Pero ahora estamos en esta, en la de Utrillas, en la que, gracias a las nuevas tecnologías, el museo cuenta con una reproducción de su interior. Nada más entrar aprecio una bajada de temperatura, aunque sorprendentemente no noto la sensación de claustrofobia que he sentido en otras situaciones parecidas. A medida que nuestra amiga nos va explicando el trabajo llevado a cabo en los días de máxima producción, yo voy alejándome del color y vuelvo a situarme en la vida en blanco y negro, en el trabajo penoso y escaso salario. «No estaban mal pagados para la época  —dice—, pero sí que era un trabajo muy duro». También indica que no hubo muchos accidentes, y que las ratas eran muy estimadas como detectoras de gas. «Si las ratas corrían, los mineros también».
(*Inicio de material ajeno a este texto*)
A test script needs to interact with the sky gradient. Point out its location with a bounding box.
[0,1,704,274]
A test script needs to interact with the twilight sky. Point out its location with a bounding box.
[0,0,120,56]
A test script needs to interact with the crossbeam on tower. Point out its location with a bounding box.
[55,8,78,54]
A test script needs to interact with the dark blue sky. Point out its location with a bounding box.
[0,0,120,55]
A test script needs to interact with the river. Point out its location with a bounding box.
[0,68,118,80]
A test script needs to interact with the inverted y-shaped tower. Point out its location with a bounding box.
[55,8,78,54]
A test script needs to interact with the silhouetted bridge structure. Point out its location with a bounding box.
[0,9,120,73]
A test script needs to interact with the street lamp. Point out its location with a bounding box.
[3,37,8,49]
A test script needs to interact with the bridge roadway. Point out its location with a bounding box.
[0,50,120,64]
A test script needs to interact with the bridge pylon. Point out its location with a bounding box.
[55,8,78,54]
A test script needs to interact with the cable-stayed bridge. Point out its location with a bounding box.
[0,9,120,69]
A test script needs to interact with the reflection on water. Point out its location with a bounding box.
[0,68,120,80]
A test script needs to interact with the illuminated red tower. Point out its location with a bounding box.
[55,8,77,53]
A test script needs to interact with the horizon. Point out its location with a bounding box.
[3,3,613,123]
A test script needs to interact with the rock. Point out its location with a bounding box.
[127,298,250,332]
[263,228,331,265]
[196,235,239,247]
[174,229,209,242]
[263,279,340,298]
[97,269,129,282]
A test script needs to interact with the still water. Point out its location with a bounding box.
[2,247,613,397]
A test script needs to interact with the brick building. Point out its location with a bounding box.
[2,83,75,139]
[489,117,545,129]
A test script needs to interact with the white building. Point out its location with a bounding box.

Con la proyección de una película sobre todo lo visto y escuchado a nuestra guía, da por finalizada nuestra visita al museo. Es hora de caminar hasta el hotel y de salir a cenar. Mañana, tras el descanso y con una hora de más, debido al cambio horario, visitaremos otra joya turolense: Albarracín. Pero, de eso, ya os hablaré en la próxima entrada.